Osbourne’s tabled early day motion, a process used by MPs to draw the attention of the House of Commons to a particular issue, reads: “This house believes that the 555 litigants who won civil proceedings against the Post Office should not be excluded from the Post Office Horizon compensation scheme; that the exclusion of these litigants from the compensation scheme is having and will continue to have a direct and devastating impact on these individuals and their families, especially as they exposed the scandal against all odds and have been left with the legal bill for doing so; resolves that all those affected by this scandal, including the 555 litigants, must receive compensation that is commensurate with the suffering they have faced; and strongly urges the government to put in place an external compensation scheme that is outside the scope of the Post Office and provide this group with the redress they not only deserve but are entitled to.”

In December 2021, BEIS minister Paul Scully acknowledged that if it were not for the 555 victims, the scandal might never have been fully revealed. “I recognise what they have done and that none of this would have been possible without their work,” he said. “The 555 performed a massive public service by exposing the wrongdoings of the Post Office and I recognise the deep frustration they have that the settlement with the Post Office is a full and final one and that they don’t qualify for compensation schemes.”

Scully said he had met some of the subpostmasters affected and would “continue to work with them to see what more we can do”.
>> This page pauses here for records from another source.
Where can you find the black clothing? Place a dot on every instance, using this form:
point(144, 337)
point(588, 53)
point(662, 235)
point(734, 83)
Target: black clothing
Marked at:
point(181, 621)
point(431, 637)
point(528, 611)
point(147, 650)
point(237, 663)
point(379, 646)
But former subpostmaster Alan Bates, who chairs the JFSA, said Scully had not been working with the campaign group to resolve the issue.

In in recent letter to Bates, Scully reaffirmed the government’s view that the £57.75m was a full and final payment. He wrote: “So far as unconvicted subpostmasters who participated in the group litigation are concerned, your organisation has already agreed with the Post Office a full and final settlement which is understood to have catered for shortfalls.”